Stores would have been required to provide reusable or recycled paper bags to shoppers who cannot afford them.
AB 1998 promoted new green jobs for reusable bag makers, and would have established a grant and loan program from existing state funds to retain jobs in California for the manufacture of reusable, durable plastic bags. A grocery store recycling program for plastic bags that currently is in place would have been extended under the legislation.
Marine debris has injured or killed 267 species of wildlife worldwide. Plastic bags have been found in the stomachs of whales, birds and sea turtles, who mistake them for jellyfish. The bags also contribute to the great Pacific Gyre, a huge cauldron of plastic bits that float in an area twice the size of Texas out in the Pacific Ocean.
Senator Lois Wolk told the Bee that she would not support this bill. “I prefer that we begin with incentives, and if that doesn’t work, move to mandates,” she said. “This is a windfall for the retailers.”
Senator Wolk added that recycled grocery bags cost 6 to 10 cents each, a cost now absorbed by grocers that they would pass on to consumers if the legislation passed.
At a news conference at the State Capitol earlier, Assemblymember Brownley was joined by leaders from the California Grocers Association, the United Food and Commercial Workers union and various environmental organizations, as well as a trio of Hollywood actresses, Amy Smart, Rosario Dawson and Rachelle LeFevre.
“By passing AB 1998, California signals the nation its commitment to wean itself from a costly single-use carryout bag habit that’s threatening marine life and spoiling our waterways,” said Assemblywoman Brownley.
Last week, the Assemblywoman amended her bill to protect jobs, offer no-cost and low-cost choices for carrying purchases, and preserve a convenient plastic recycling program.
AB 1998, as amended in the Senate Rules Committee, enables plastic bag makers in California to switch to production of environmentally-sound, reusable and washable bags, while protecting oceans, rivers and lakes from devastating plastic bag pollution.
“California is poised to lead a national movement against plastic bag pollution that is injuring and killing marine life and imposing a costly blight on our cities and open spaces,” Assemblywoman Brownley said. “This is a strong bill that safeguards the environment, protects California jobs and gives consumers a no-cost option to carry their purchases.
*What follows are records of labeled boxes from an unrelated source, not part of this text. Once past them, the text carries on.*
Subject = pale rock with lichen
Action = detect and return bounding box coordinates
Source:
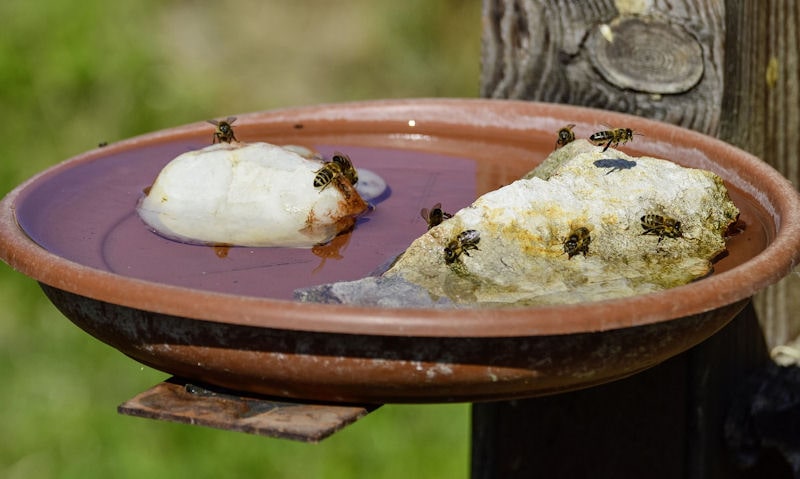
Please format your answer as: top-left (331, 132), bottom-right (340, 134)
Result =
top-left (297, 140), bottom-right (739, 306)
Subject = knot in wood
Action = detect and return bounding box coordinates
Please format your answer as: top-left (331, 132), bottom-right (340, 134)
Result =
top-left (587, 18), bottom-right (703, 94)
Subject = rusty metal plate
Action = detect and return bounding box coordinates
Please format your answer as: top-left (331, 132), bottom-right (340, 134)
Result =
top-left (117, 377), bottom-right (379, 442)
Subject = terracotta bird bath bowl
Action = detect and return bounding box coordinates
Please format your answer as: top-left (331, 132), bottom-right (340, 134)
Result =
top-left (0, 100), bottom-right (800, 403)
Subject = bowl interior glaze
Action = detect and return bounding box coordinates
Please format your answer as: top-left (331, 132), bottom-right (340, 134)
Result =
top-left (0, 100), bottom-right (800, 402)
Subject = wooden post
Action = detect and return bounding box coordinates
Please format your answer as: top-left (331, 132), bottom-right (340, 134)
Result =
top-left (473, 0), bottom-right (800, 478)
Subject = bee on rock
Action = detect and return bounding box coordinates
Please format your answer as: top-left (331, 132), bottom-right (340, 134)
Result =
top-left (589, 128), bottom-right (638, 151)
top-left (207, 116), bottom-right (239, 144)
top-left (314, 161), bottom-right (344, 192)
top-left (564, 226), bottom-right (592, 259)
top-left (331, 152), bottom-right (358, 185)
top-left (641, 214), bottom-right (683, 243)
top-left (444, 230), bottom-right (481, 264)
top-left (419, 203), bottom-right (453, 229)
top-left (556, 123), bottom-right (575, 150)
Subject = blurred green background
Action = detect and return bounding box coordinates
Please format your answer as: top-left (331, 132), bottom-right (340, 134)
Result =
top-left (0, 0), bottom-right (481, 479)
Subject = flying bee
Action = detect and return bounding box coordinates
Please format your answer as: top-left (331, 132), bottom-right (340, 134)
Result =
top-left (444, 230), bottom-right (481, 264)
top-left (564, 226), bottom-right (592, 259)
top-left (419, 203), bottom-right (453, 229)
top-left (556, 123), bottom-right (575, 150)
top-left (206, 116), bottom-right (239, 144)
top-left (314, 161), bottom-right (343, 192)
top-left (641, 214), bottom-right (683, 243)
top-left (589, 128), bottom-right (639, 151)
top-left (331, 152), bottom-right (358, 185)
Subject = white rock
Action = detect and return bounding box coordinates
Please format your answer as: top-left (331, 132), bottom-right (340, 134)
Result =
top-left (137, 142), bottom-right (367, 247)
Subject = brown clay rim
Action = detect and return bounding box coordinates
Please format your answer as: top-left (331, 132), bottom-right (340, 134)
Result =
top-left (0, 99), bottom-right (800, 337)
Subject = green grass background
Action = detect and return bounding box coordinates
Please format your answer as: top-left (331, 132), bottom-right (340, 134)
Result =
top-left (0, 0), bottom-right (481, 479)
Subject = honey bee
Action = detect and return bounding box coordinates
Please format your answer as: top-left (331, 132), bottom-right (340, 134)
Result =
top-left (314, 161), bottom-right (343, 192)
top-left (564, 226), bottom-right (592, 259)
top-left (206, 116), bottom-right (239, 144)
top-left (589, 128), bottom-right (638, 151)
top-left (641, 214), bottom-right (683, 243)
top-left (556, 123), bottom-right (575, 150)
top-left (419, 203), bottom-right (453, 229)
top-left (444, 230), bottom-right (481, 264)
top-left (331, 152), bottom-right (358, 185)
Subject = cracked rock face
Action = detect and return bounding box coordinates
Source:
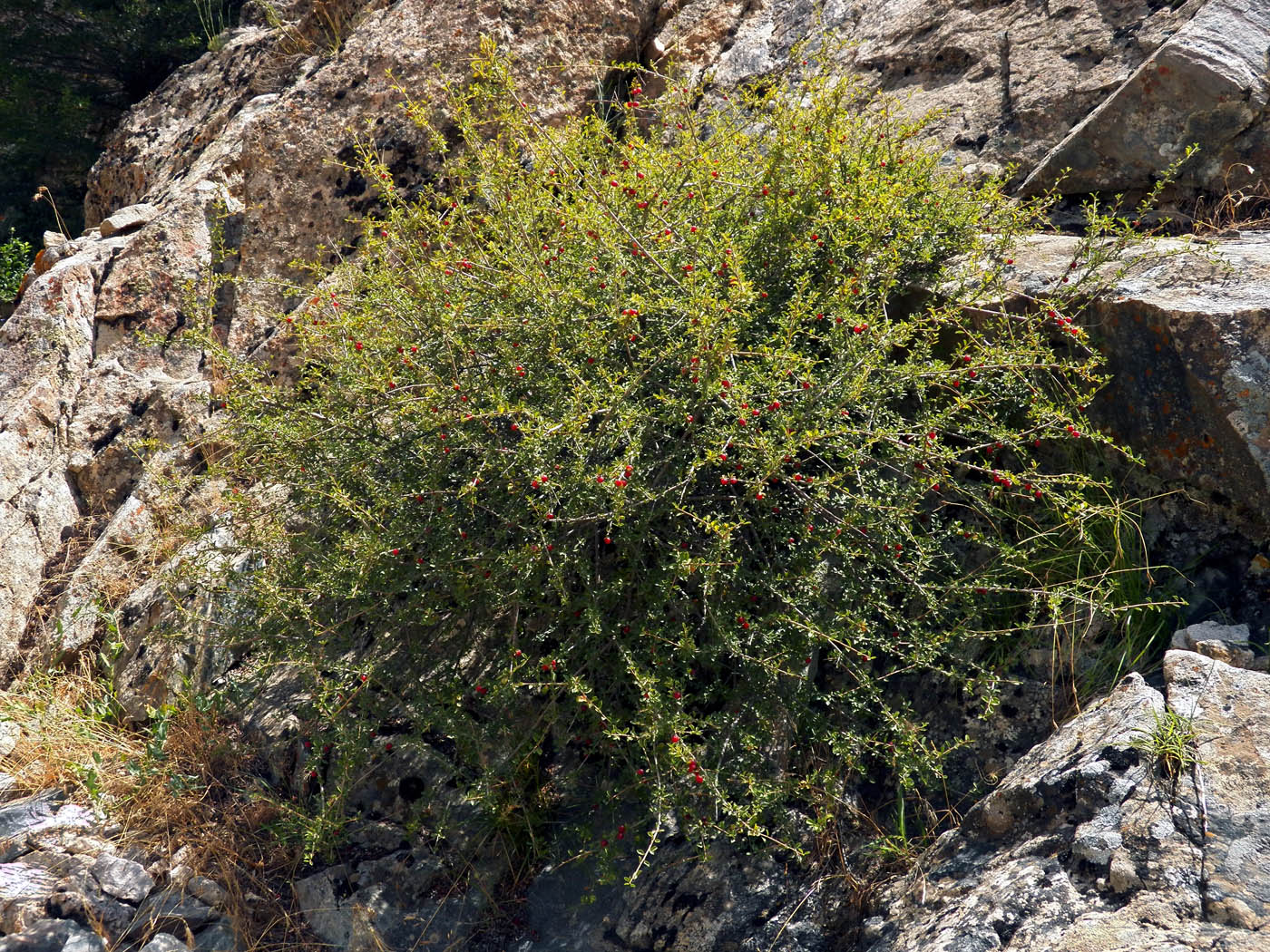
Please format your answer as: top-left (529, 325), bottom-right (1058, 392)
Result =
top-left (866, 651), bottom-right (1270, 952)
top-left (1011, 234), bottom-right (1270, 537)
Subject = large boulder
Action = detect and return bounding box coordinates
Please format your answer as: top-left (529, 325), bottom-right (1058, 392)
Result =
top-left (1010, 232), bottom-right (1270, 539)
top-left (865, 651), bottom-right (1270, 952)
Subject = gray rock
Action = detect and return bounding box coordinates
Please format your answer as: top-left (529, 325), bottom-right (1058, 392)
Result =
top-left (1010, 230), bottom-right (1270, 539)
top-left (0, 863), bottom-right (57, 932)
top-left (98, 202), bottom-right (159, 238)
top-left (0, 919), bottom-right (105, 952)
top-left (194, 923), bottom-right (242, 952)
top-left (128, 889), bottom-right (220, 938)
top-left (291, 869), bottom-right (353, 948)
top-left (866, 651), bottom-right (1270, 952)
top-left (93, 856), bottom-right (155, 904)
top-left (1022, 0), bottom-right (1270, 194)
top-left (185, 876), bottom-right (230, 908)
top-left (1171, 621), bottom-right (1267, 672)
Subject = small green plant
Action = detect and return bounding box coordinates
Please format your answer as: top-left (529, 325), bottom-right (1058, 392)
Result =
top-left (1133, 708), bottom-right (1199, 781)
top-left (195, 44), bottom-right (1168, 866)
top-left (0, 228), bottom-right (32, 302)
top-left (191, 0), bottom-right (232, 53)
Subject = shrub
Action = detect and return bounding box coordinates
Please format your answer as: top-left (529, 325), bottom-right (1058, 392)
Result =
top-left (205, 45), bottom-right (1143, 868)
top-left (0, 229), bottom-right (31, 302)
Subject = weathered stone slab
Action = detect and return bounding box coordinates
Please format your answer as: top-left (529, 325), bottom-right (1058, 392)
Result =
top-left (1022, 0), bottom-right (1270, 194)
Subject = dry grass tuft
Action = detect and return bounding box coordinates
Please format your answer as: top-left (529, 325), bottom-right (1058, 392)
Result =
top-left (1184, 162), bottom-right (1270, 235)
top-left (0, 670), bottom-right (320, 952)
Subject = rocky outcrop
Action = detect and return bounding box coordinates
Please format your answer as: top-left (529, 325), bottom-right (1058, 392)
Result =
top-left (0, 0), bottom-right (1265, 695)
top-left (0, 0), bottom-right (1270, 952)
top-left (1010, 234), bottom-right (1270, 537)
top-left (1022, 0), bottom-right (1270, 193)
top-left (865, 651), bottom-right (1270, 952)
top-left (0, 791), bottom-right (240, 952)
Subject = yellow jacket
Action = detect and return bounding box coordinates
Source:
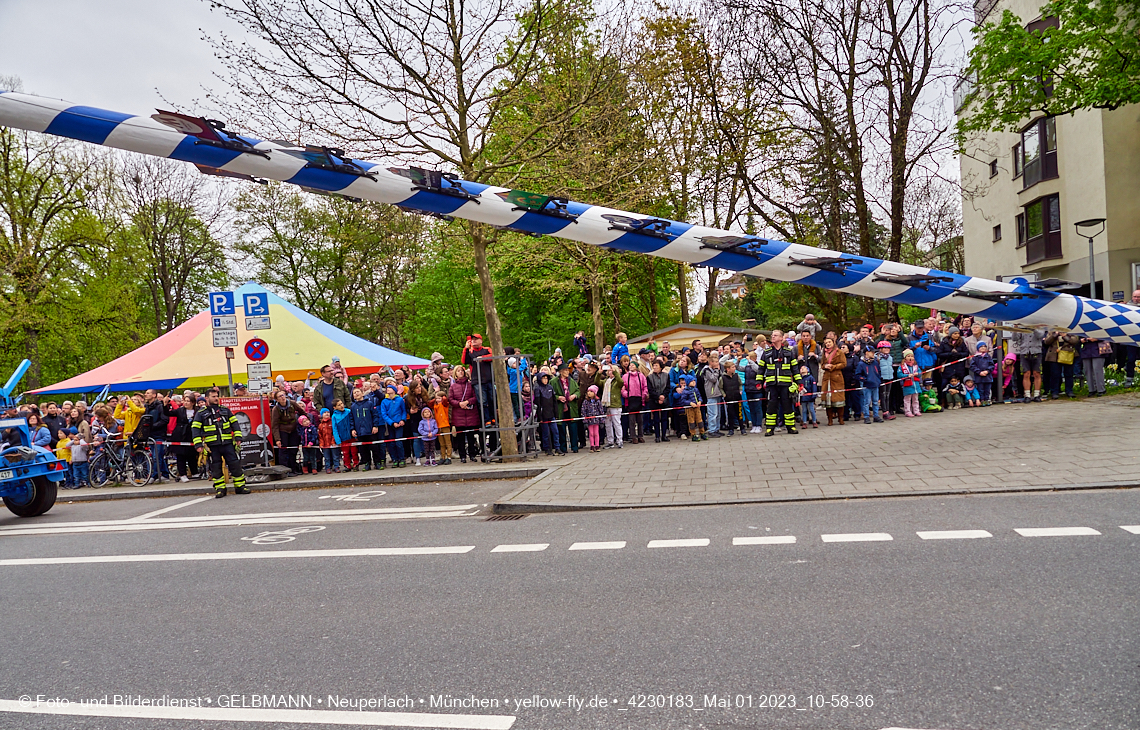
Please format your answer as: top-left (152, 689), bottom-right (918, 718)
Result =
top-left (112, 398), bottom-right (146, 437)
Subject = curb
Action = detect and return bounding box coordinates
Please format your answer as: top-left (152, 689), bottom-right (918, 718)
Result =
top-left (56, 468), bottom-right (548, 503)
top-left (491, 475), bottom-right (1140, 514)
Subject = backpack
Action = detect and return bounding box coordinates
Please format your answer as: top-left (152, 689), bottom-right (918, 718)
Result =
top-left (129, 413), bottom-right (154, 448)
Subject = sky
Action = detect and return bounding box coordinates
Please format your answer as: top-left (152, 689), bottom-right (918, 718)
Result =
top-left (0, 0), bottom-right (237, 114)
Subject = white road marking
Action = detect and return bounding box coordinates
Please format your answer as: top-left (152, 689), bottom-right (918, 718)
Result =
top-left (0, 545), bottom-right (475, 566)
top-left (123, 496), bottom-right (213, 522)
top-left (570, 540), bottom-right (626, 550)
top-left (732, 535), bottom-right (796, 545)
top-left (491, 543), bottom-right (551, 552)
top-left (0, 512), bottom-right (474, 537)
top-left (0, 504), bottom-right (479, 535)
top-left (1013, 527), bottom-right (1100, 537)
top-left (820, 533), bottom-right (894, 543)
top-left (914, 529), bottom-right (993, 540)
top-left (0, 699), bottom-right (515, 730)
top-left (645, 537), bottom-right (709, 548)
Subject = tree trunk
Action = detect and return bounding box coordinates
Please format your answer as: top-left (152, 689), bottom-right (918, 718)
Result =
top-left (589, 277), bottom-right (605, 356)
top-left (701, 269), bottom-right (720, 324)
top-left (467, 222), bottom-right (519, 457)
top-left (677, 261), bottom-right (689, 324)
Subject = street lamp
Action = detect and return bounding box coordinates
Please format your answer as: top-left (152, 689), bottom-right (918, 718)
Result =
top-left (1073, 218), bottom-right (1105, 299)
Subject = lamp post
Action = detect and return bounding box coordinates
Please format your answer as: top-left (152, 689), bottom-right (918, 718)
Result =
top-left (1073, 218), bottom-right (1105, 299)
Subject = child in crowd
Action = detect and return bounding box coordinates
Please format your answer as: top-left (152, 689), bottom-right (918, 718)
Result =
top-left (333, 398), bottom-right (360, 471)
top-left (67, 425), bottom-right (91, 489)
top-left (296, 415), bottom-right (320, 475)
top-left (876, 340), bottom-right (895, 421)
top-left (380, 382), bottom-right (408, 468)
top-left (581, 386), bottom-right (605, 452)
top-left (431, 390), bottom-right (451, 467)
top-left (942, 375), bottom-right (966, 411)
top-left (56, 428), bottom-right (72, 487)
top-left (970, 341), bottom-right (994, 406)
top-left (799, 365), bottom-right (820, 429)
top-left (962, 375), bottom-right (982, 408)
top-left (898, 350), bottom-right (922, 419)
top-left (317, 408), bottom-right (341, 475)
top-left (855, 348), bottom-right (882, 423)
top-left (418, 406), bottom-right (439, 467)
top-left (720, 360), bottom-right (744, 436)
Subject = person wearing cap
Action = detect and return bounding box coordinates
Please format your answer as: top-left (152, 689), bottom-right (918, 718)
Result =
top-left (459, 332), bottom-right (497, 433)
top-left (938, 325), bottom-right (970, 405)
top-left (759, 330), bottom-right (800, 436)
top-left (312, 365), bottom-right (352, 412)
top-left (552, 363), bottom-right (581, 454)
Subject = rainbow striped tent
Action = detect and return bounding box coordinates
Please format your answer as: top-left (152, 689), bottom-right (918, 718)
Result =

It has the support of a historic coalition: consumers, environmentalists, unions, grocers, retailers, cities and counties.”
The problem with bills of these sorts is that our economic system takes into account only certain factors in cost. There is no externality cost added for environmental degradation, clean up efforts, etc. Thus it is easy for Senator Wolk, who has a strong environmental record, to talk about how much money will be passed on to consumers while ignoring how much money current policies cost taxpayers at various government entities in clean up costs.
The reason is simple. The costs of clean up are separated from the cost of purchasing the product, but if it were attached it might be clear or at least more clear that such measures would save money in the long run.
Clearly, California is not ready for such a strong progressive message, but this is an issue that perhaps our community can look into. Moving toward reusable bags and changing the culture will eventually save us all money, while helping the environment. It is just a matter of changing our habits.